JC: We couldn’t get our paper published on use in migraine for five years because neurologists said it can’t work for migraine because we know what causes migraine and botulinum toxin doesn’t affect that mechanism. We said, “It does work.” Then scientists went back to the lab and found a new mechanism of action related to pain which shows it can work in some people with migraine. Now neurologists are all injecting it.
AC: Jean sees botulinum toxin as a generation drug, like penicillin. In other words, it’s going to transform things in ways we don’t understand right now.
Q: One of the applications discussed is its use in treating depression. Is the benefit psychological or physiological?

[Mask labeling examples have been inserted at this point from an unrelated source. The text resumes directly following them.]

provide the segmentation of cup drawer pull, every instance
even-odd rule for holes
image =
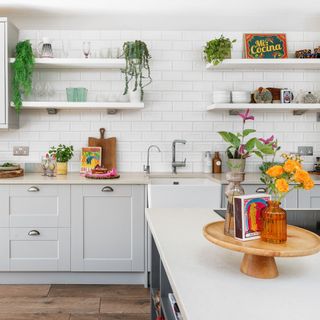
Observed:
[[[106,187],[103,187],[101,189],[102,192],[113,192],[113,188],[111,188],[110,186],[106,186]]]
[[[30,230],[28,236],[40,236],[40,232],[38,230]]]
[[[39,192],[40,189],[38,187],[32,186],[28,189],[29,192]]]

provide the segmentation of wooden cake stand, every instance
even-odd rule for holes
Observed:
[[[212,243],[233,251],[243,252],[240,270],[250,277],[272,279],[279,275],[274,257],[302,257],[320,251],[320,237],[308,230],[288,226],[288,239],[284,244],[262,240],[239,241],[224,235],[224,221],[207,224],[204,236]]]

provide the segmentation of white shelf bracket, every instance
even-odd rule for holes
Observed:
[[[47,108],[48,114],[57,114],[58,110],[55,108]]]
[[[293,110],[293,115],[294,116],[302,116],[305,114],[308,110]]]

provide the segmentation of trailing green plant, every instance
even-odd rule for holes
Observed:
[[[28,96],[32,91],[32,74],[34,55],[29,40],[18,42],[16,46],[16,59],[12,65],[12,101],[16,112],[22,107],[22,94]]]
[[[73,146],[59,144],[50,148],[49,155],[55,157],[57,162],[68,162],[73,157]]]
[[[122,70],[125,74],[123,94],[128,93],[129,83],[133,80],[134,86],[132,90],[136,91],[139,87],[141,89],[141,100],[143,100],[143,88],[152,82],[149,66],[151,56],[148,47],[140,40],[125,42],[123,44],[123,56],[126,59],[126,67]]]
[[[206,61],[216,66],[224,59],[230,58],[232,44],[234,42],[236,42],[235,39],[231,41],[223,35],[221,35],[220,38],[208,41],[203,49]]]

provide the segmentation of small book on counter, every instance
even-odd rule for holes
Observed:
[[[271,200],[269,194],[235,196],[233,199],[235,238],[241,241],[260,238],[262,210]]]

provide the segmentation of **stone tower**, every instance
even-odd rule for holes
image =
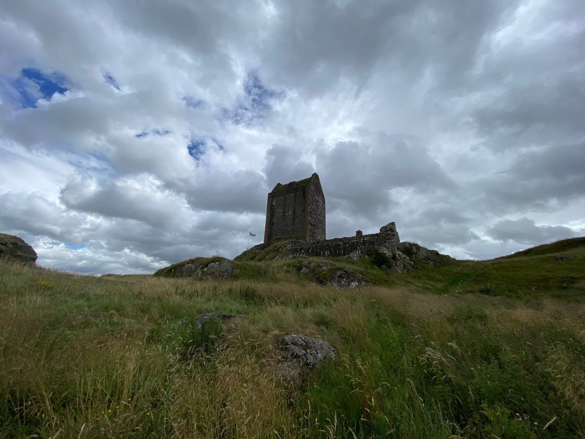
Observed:
[[[325,239],[325,197],[316,173],[300,181],[279,183],[268,194],[264,245],[285,238]]]

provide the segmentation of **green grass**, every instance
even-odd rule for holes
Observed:
[[[295,260],[216,282],[0,261],[0,438],[583,437],[585,255],[559,252],[574,259],[332,260],[380,284],[354,290]],[[249,318],[195,328],[210,311]],[[264,364],[287,334],[337,361],[284,385]]]

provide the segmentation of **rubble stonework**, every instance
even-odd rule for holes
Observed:
[[[400,242],[396,224],[393,221],[381,227],[379,233],[356,234],[355,236],[334,238],[312,242],[291,240],[287,242],[284,252],[288,257],[298,255],[324,258],[350,256],[357,260],[366,256],[368,249],[374,248],[392,257],[397,255]]]
[[[268,194],[264,245],[284,238],[325,239],[325,197],[316,173],[299,181],[279,183]]]

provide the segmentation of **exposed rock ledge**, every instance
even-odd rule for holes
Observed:
[[[35,249],[21,238],[3,233],[0,233],[0,256],[1,256],[33,265],[38,258]]]

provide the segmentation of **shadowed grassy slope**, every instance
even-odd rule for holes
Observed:
[[[0,261],[0,438],[583,437],[582,250],[408,275],[346,261],[388,286],[349,290],[291,261],[221,282]],[[210,311],[249,319],[195,331]],[[337,362],[284,386],[263,361],[286,334]]]
[[[585,236],[572,238],[569,239],[558,241],[549,244],[538,245],[536,247],[532,247],[520,252],[516,252],[516,253],[512,255],[502,256],[497,259],[509,259],[510,258],[522,258],[524,256],[560,253],[570,255],[574,252],[577,252],[578,254],[582,256],[584,248],[585,248]]]

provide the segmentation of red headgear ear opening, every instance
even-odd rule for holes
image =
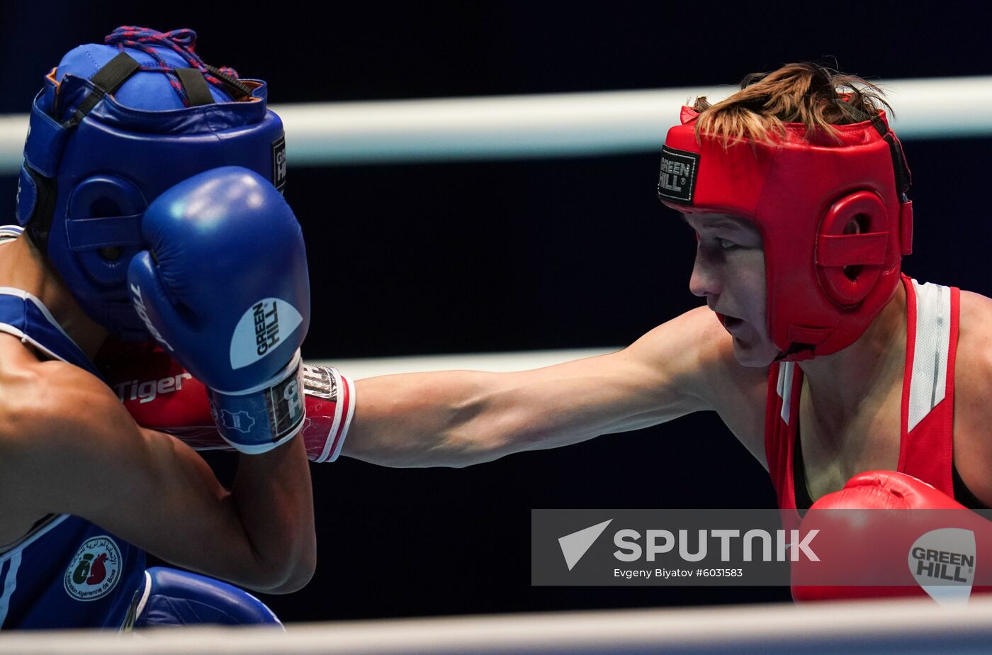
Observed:
[[[862,218],[865,231],[844,234],[855,218]],[[830,205],[820,221],[815,261],[820,286],[831,301],[850,307],[865,299],[885,264],[889,231],[885,203],[872,192],[856,192]]]

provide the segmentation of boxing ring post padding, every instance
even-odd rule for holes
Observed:
[[[0,634],[5,655],[210,653],[979,653],[992,645],[992,598],[930,598],[374,620],[265,628]]]

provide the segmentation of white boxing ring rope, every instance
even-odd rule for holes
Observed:
[[[992,77],[883,83],[903,139],[992,136]],[[292,165],[659,152],[679,106],[731,87],[275,106]],[[948,109],[953,108],[948,118]],[[0,116],[0,175],[16,174],[27,116]],[[353,379],[442,369],[512,371],[617,348],[334,360]],[[992,645],[992,598],[398,619],[256,628],[0,632],[4,655],[265,653],[954,653]]]
[[[992,136],[992,76],[882,82],[903,139]],[[659,152],[680,105],[730,86],[274,105],[291,166]],[[21,166],[27,115],[0,116],[0,175]]]
[[[161,628],[0,633],[4,655],[464,655],[518,653],[987,653],[992,599],[960,607],[926,600],[859,600],[458,616],[271,628]]]

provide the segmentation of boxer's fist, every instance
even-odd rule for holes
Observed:
[[[955,573],[947,565],[956,559],[952,553],[974,554],[975,543],[988,537],[989,523],[912,475],[876,470],[855,475],[814,502],[800,533],[813,529],[819,531],[814,548],[820,561],[793,564],[795,599],[930,594],[943,600],[970,593],[974,571]],[[969,545],[961,548],[958,537]],[[940,543],[945,545],[934,546]],[[914,552],[923,553],[923,559],[914,558]],[[847,581],[851,584],[835,584]]]
[[[207,390],[162,347],[109,343],[97,365],[135,422],[166,432],[197,451],[232,450],[210,416]],[[310,461],[334,461],[351,425],[354,383],[332,366],[303,364]]]
[[[157,197],[142,219],[147,250],[128,268],[152,335],[209,389],[221,435],[245,453],[303,426],[299,347],[310,322],[300,224],[259,175],[223,167]]]

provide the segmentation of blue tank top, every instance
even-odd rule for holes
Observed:
[[[17,233],[0,227],[0,240]],[[0,331],[99,375],[25,291],[0,287]],[[129,627],[145,584],[144,551],[78,516],[48,516],[0,546],[0,629]]]

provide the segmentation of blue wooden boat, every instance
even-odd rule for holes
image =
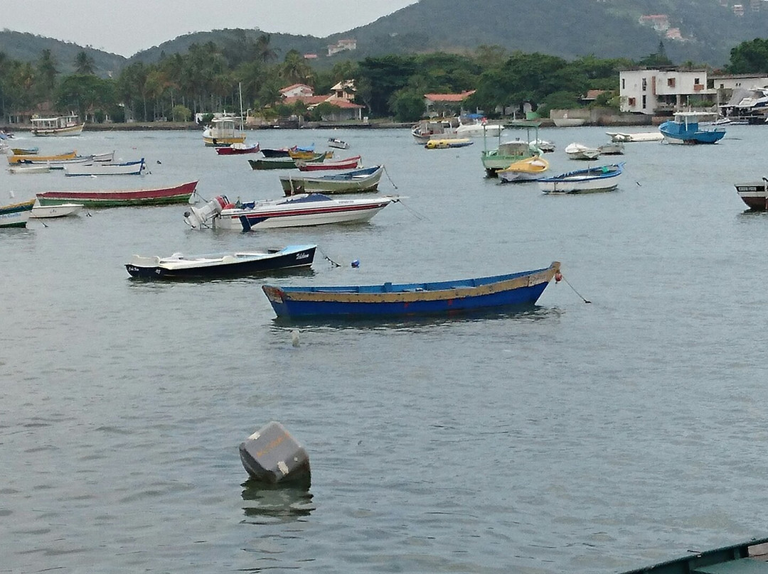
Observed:
[[[716,144],[725,137],[722,127],[704,129],[699,125],[699,118],[711,115],[702,112],[681,111],[674,119],[659,126],[659,131],[668,144]]]
[[[618,186],[624,162],[574,170],[551,177],[542,177],[538,186],[545,193],[593,193],[611,191]]]
[[[263,286],[278,317],[391,317],[454,314],[533,305],[560,262],[541,269],[431,283],[331,287]]]
[[[623,574],[763,574],[768,573],[768,538],[692,553],[673,560]]]

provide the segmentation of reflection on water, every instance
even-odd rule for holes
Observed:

AC: We’ve seen this in our patients over many years: people are less depressed when they have their brows treated regularly. Now is this a direct effect of the toxin? Or an effect of the way people behave toward them? If you’re frowning, people frown back; if you’re not frowning people don’t frown back. People say it’s got to be a feedback thing. But we say, “Remember migraine.” So, if it works in migraine, it can work in depression as well, and there are reasons to think that the toxin is not just working peripherally, as we thought, but actually getting into the brain.
Q: Botox is one of the most deadly toxins. What reassurances do we have about its safety?
AC: Botulinum toxin is a peptide, a fragment of a protein. Everyone’s body copes with literally pounds of protein every day, not just what we eat but replacing the body cells. So the tiny amount we inject—typically one-, two- or three-billionths of a gram—is irrelevant. Don’t you think in 25 years we would have found out if it was bad stuff?
Q: Did you try to get a patent for cosmetic use?
JC: I did. I went to a law firm in Vancouver that didn’t know. A law firm in Toronto said, “It’s not that much different from [use for] blepharospasm. Knowing what I know now, I’d have gone and got a third and fifth and a tenth opinion and patented it.
Q: What areas now interest you most?
JC: People are most interested in their calling card—their face, their neck, their hands. So that’s what I’m interested in.
Q: How has Botox redefined “aging”?
AC: Once you’d wait until you’re 50 or thereabouts, have a facelift, disappear for three weeks, and then reappear and everybody says, “Who’s that?” Now we’re talking about maintenance, maintenance, maintenance: sun-avoidance, sun-protection, sunscreen, Retin-A, and things including Botox. It’s just part of what we do.